3 Reasons You Should Hire an Athlete Today

The lessons learned through athletics can make the difference between a workplace contributor and a superstar.

By Jordan Fliegel, Founder and President of coachup.com

If you could only ask one question to a person interviewing for a job at your company, what would it be? Would you ask about their strengths or weaknesses? Their relevant experience? Their biggest success or biggest failure? Where they went to college?

I’d argue that one question you should really ask is, “Which sport did you play?”

All other things being equal, an athlete is the best hire you can make. A candidate with a playing background in sports is equipped with valuable skills that can’t be quantified or listed on a resume. The hours of dedication. The heartache of loss. The commitment required to excel. These lessons, learned the hard way in athletics, are exactly what make the difference between a workplace contributor and a superstar.

Here are three reasons why athletes make the best hires:

1. They have grit.

“Grit” is becoming an increasingly popular term in the classroom. After years of participation trophies that left kids feeling entitled and lazy, teachers and parents today are calling for grittiness–that strength of character that determines whether someone perseveres or quits in the face of a challenge.

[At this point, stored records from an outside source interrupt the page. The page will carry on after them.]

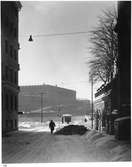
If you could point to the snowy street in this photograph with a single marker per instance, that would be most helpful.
(38, 146)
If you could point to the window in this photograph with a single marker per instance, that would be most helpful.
(7, 124)
(6, 46)
(11, 51)
(11, 75)
(16, 77)
(11, 123)
(6, 72)
(15, 32)
(16, 103)
(7, 101)
(15, 54)
(11, 99)
(15, 123)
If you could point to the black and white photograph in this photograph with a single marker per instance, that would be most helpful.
(65, 82)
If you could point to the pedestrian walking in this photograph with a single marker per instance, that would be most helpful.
(51, 126)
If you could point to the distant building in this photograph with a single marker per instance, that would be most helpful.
(10, 66)
(30, 97)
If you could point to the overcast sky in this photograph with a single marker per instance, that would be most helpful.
(57, 60)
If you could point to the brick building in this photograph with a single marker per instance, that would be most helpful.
(30, 97)
(114, 99)
(10, 66)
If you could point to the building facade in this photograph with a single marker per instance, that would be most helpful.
(114, 99)
(10, 66)
(32, 97)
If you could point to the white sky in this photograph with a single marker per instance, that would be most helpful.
(57, 60)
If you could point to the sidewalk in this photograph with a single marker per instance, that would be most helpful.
(40, 147)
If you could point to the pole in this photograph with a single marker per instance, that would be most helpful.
(92, 100)
(41, 107)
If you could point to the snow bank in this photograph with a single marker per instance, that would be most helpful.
(108, 147)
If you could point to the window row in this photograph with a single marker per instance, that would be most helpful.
(10, 27)
(9, 49)
(11, 75)
(11, 124)
(11, 102)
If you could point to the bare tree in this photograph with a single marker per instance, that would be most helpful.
(104, 48)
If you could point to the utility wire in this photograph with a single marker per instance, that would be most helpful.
(58, 34)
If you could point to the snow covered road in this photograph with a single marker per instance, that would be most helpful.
(39, 147)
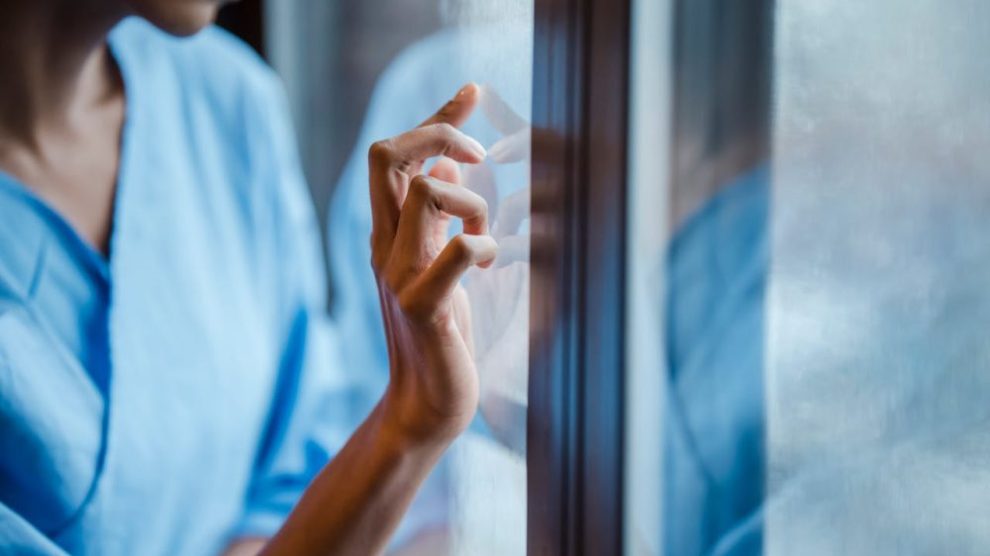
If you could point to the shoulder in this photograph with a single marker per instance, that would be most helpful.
(214, 58)
(211, 78)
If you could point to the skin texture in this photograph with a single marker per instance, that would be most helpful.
(60, 124)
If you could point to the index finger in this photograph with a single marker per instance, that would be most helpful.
(458, 109)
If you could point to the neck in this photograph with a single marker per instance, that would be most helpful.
(55, 63)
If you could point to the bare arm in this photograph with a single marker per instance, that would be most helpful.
(358, 499)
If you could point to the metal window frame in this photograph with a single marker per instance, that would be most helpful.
(577, 311)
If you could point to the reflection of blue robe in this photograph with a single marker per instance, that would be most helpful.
(413, 87)
(184, 391)
(714, 432)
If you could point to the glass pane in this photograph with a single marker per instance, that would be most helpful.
(647, 238)
(877, 376)
(363, 71)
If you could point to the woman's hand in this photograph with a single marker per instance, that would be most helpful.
(357, 500)
(433, 387)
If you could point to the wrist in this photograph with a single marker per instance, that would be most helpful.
(414, 425)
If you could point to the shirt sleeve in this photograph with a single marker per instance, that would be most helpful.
(311, 413)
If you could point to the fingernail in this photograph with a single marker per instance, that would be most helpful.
(476, 146)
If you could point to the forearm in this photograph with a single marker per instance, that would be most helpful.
(357, 501)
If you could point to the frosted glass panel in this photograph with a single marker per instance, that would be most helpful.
(358, 72)
(878, 364)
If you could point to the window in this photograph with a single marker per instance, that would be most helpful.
(359, 72)
(741, 305)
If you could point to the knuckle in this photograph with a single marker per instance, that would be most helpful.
(482, 209)
(381, 151)
(446, 129)
(422, 189)
(460, 247)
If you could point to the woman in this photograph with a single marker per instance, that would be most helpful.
(160, 303)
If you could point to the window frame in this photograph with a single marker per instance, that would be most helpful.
(575, 423)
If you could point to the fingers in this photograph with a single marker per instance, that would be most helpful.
(407, 152)
(441, 278)
(393, 161)
(427, 206)
(446, 170)
(458, 109)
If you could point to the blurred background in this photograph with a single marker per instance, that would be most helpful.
(330, 55)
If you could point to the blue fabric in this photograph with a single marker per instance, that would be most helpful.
(714, 454)
(187, 389)
(412, 88)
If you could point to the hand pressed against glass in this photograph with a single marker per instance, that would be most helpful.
(434, 387)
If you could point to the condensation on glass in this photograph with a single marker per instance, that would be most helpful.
(878, 364)
(646, 246)
(403, 61)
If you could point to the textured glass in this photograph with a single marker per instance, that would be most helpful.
(878, 364)
(647, 238)
(358, 72)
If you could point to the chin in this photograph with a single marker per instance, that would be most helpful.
(178, 17)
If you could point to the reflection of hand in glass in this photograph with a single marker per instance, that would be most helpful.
(500, 296)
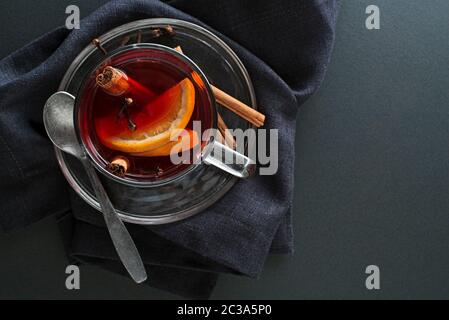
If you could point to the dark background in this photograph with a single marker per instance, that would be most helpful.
(372, 169)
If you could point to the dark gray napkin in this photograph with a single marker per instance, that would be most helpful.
(285, 45)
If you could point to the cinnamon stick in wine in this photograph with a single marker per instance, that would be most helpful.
(236, 106)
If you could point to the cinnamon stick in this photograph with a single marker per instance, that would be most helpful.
(236, 106)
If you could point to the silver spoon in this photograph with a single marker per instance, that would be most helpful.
(58, 121)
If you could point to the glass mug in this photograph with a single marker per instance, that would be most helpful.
(158, 68)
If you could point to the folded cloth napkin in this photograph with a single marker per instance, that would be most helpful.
(284, 44)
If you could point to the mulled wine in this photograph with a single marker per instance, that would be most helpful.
(130, 106)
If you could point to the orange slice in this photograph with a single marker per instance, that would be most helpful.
(187, 140)
(155, 121)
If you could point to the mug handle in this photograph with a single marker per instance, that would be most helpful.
(228, 160)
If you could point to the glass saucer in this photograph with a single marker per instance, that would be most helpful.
(174, 199)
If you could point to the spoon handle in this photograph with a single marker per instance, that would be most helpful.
(123, 243)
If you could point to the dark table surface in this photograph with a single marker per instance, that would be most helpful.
(372, 170)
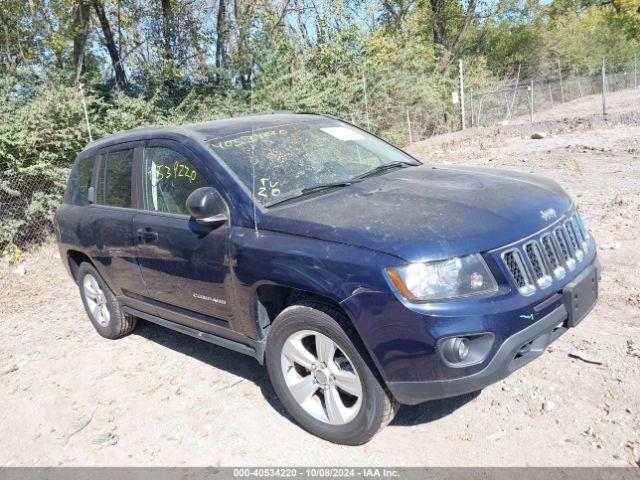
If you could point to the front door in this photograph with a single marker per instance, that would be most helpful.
(184, 264)
(110, 221)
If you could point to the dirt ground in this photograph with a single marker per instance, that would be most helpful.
(70, 397)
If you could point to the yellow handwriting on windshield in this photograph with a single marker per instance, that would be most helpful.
(248, 139)
(178, 171)
(268, 188)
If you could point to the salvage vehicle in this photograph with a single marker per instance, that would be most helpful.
(362, 278)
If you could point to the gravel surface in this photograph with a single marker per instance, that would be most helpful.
(70, 397)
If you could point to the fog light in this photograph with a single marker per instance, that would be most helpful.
(462, 348)
(456, 349)
(467, 350)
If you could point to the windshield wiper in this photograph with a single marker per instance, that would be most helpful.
(325, 186)
(382, 168)
(316, 188)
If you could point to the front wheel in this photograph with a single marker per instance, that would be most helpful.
(101, 304)
(324, 377)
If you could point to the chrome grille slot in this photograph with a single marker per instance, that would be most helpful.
(537, 264)
(518, 270)
(551, 253)
(579, 227)
(565, 249)
(573, 240)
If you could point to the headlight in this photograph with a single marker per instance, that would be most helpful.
(455, 277)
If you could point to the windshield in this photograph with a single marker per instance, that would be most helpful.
(283, 161)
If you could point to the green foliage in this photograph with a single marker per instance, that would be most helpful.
(12, 253)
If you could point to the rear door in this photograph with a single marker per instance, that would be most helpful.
(110, 220)
(184, 264)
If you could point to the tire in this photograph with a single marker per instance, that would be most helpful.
(310, 324)
(96, 294)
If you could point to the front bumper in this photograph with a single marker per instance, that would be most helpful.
(515, 352)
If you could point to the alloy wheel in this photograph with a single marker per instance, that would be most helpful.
(321, 377)
(96, 300)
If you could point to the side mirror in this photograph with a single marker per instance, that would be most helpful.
(205, 205)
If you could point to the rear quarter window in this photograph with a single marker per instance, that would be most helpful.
(115, 179)
(80, 181)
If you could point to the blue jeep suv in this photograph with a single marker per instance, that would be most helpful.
(362, 278)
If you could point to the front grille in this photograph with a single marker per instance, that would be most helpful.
(518, 270)
(538, 261)
(561, 238)
(551, 254)
(532, 250)
(550, 250)
(580, 232)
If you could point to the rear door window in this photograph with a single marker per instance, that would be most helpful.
(168, 179)
(115, 185)
(80, 181)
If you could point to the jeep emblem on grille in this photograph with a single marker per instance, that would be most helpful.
(548, 214)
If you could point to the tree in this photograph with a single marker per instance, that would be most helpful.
(109, 43)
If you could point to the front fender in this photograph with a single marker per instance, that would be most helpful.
(332, 270)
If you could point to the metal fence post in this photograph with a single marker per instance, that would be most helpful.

Nothing builds grit like the pursuit of athletic excellence. In today’s culture, we spend a lot of time celebrating the winners, the all-stars and the gold medalists. But games and races where the score is kept make up only a tiny percentage of an athlete’s experience. A 50-meter swimmer works 20 hours a week for a race that last less than 25 seconds, in which victory may be measured in the length of a fingernail or the blink of an eye. Working, especially for a startup, is about putting in the hours toward a goal-a quarterly sales number, a KPI, or a new product. True momentous victories in the office are rare. As a manager, you want people who aren’t working for the “win,” but for the pure love of the effort.

2. They can prioritize.

Any athlete, whether they used to play high school football or currently squeeze in marathon training runs after work, is a master of prioritization. As a leader, it’s counterproductive to micromanage your teams, so hiring employees who can self-direct, manage and prioritize their work is essential. Athletes are goal-oriented by nature, which means they’re constantly assessing where they stand in relationship to their objective and fine-tuning the tactics they need to get there. Like a soccer midfielder reading the defense to decide whether to shoot or pass, the best workers constantly reprioritize to focus on the goals that matter most to their team.

3. They know what “team” means.

Almost every company pays lip service to the idea that they’re a “terrific team,” but dig deeper and you’ll find most companies barely operate with the teamwork of a pee-wee basketball team-let alone the champion Golden State Warriors.

If you want a business with a collaborative ethos, adding athletes to the mix is essential. Great teamwork is about subsuming individual egos and agendas under the goals of the group. But athletes understand that teamwork is about more than just sharing the workload, supporting your teammates or jumping in to lead when needed. Great teamwork requires people who understand group dynamics and know how to adjust their behavior and role to fit the organization’s needs.

Athletes spend years on teams where their role is constantly changing and being re-evaluated. Sometimes your team needs you to be a defender, sometimes it needs you to ride the bench, and sometimes it needs you to rise to the occasion and be the star. The best work environments are full of people who can sense when it’s time to step up and lead and when it’s time to cede the spotlight. Hire an athlete and they’ll have this perspective down cold.